加賀百万石として栄えた石川県金沢市では、家族が集う祭りの日などに、伝統的に柿の葉寿司や笹寿司といった押し寿司を作って食べてきたと言います。そんな伝統の味に、最近人気の魚・のどぐろを合わせた押し寿司を製造・販売しているのが株式会社みやこやです。今回、編集長・アッキーが気になった加賀伝統の押し寿司について、編集部が株式会社みやこやの代表取締役 寺西正彰氏にお話を伺いました。
金沢伝統の押し寿司とのどぐろの至福の組み合わせ「氷室のどぐろ柿の葉寿司」とSNS映えもすると評判の「加賀味箱 笹寿司」
2024/04/05
株式会社みやこや 代表取締役の寺西正彰氏
―寿司業界に入られたきっかけを教えてください。
寺西 家が寿司店を営んでいたため、この世界に入りました。実家の寿司店は私で三代目です。自然と継ぐものだと思い、大学を出てから東京に修行に出ました。
―修業はどちらでされたんでしょうか。
寺西 銀座の寛八です。寛八というのは僕らの頃は有名なだけではなく、修業が厳しいことでも知られていました。

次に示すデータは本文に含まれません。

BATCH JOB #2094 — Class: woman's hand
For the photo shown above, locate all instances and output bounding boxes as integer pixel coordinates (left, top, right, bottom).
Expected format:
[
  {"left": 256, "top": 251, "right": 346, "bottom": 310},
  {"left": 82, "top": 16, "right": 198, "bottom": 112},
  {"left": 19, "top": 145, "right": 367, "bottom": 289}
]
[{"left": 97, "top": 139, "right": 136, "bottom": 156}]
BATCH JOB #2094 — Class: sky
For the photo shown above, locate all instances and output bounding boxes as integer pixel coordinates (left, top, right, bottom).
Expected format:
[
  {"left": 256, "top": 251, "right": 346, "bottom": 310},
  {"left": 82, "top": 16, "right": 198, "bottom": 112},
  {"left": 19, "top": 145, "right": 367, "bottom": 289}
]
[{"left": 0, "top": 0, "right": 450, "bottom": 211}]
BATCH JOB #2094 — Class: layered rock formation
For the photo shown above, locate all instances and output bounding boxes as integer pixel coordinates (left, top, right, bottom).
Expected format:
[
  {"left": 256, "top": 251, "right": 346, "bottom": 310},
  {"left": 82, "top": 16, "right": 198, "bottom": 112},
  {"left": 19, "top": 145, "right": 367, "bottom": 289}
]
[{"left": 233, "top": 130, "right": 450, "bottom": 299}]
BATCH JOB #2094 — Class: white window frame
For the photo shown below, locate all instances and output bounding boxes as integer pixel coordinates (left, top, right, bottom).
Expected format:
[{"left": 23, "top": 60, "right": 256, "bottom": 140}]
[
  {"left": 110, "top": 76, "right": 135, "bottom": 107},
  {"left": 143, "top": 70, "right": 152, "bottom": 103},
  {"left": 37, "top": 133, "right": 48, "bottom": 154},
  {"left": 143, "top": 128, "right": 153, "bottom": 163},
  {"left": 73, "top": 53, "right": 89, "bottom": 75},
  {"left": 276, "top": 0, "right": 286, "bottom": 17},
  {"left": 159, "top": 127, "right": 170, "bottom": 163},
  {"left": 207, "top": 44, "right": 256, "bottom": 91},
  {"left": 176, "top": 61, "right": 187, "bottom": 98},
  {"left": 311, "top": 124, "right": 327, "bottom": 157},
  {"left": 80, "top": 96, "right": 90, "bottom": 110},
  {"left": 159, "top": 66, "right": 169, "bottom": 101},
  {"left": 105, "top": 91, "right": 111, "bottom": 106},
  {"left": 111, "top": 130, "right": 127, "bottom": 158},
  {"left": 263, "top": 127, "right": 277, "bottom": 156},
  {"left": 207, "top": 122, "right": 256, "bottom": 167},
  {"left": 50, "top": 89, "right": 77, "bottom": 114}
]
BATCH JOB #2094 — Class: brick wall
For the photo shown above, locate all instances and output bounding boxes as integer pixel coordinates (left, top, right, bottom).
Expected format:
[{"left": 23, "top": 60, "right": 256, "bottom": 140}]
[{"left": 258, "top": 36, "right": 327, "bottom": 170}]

時間に対しても厳しかったですし、仕事に対する心構えなど、さまざまなことを学びました。つらいこともありましたが、辞めるということは一切、考えませんでした。先輩から次の仕事を任せてもらえるように努力をすることに夢中で、一つ一つ仕事を覚えていくことに魅力を感じていたのでしょう。
―今回ご紹介する「氷室のどぐろ柿の葉寿司」について教えてください。
寺西 もともと柿の葉寿司というのは石川県の加賀地方で伝統的に食べられてきた押し寿司です。その名の通り柿の葉で包んでいますが、今でも祭りのときなどに食べる風習が残っています。
ネタとしてはサバや鮭、茄子などの季節の野菜をよく使います。当社でもそのような一般的な柿の葉寿司を置いていますが、近年、のどぐろが全国的に有名になったこともあり、地元の名産でもあるのどぐろを使ってみようということで商品化したのが「氷室のどぐろ柿の葉寿司」です。
―のどぐろが有名になった経緯を教えてください。
寺西 金沢では昔から食べてきた魚ですが、テニスの錦織圭選手がインタビューの中で、日本に帰ったらのどぐろを食べたいと言ったことから、のどぐろの人気が高まったという説があります。いずれにしても、脂ののったとてもおいしい高級魚として、最近は人気となっています。
通常は焼いたり煮たりすることが多い魚であるため、押し寿司にはどうかとは思いましたが、おいしい魚ですし、試してみる価値があると考えました。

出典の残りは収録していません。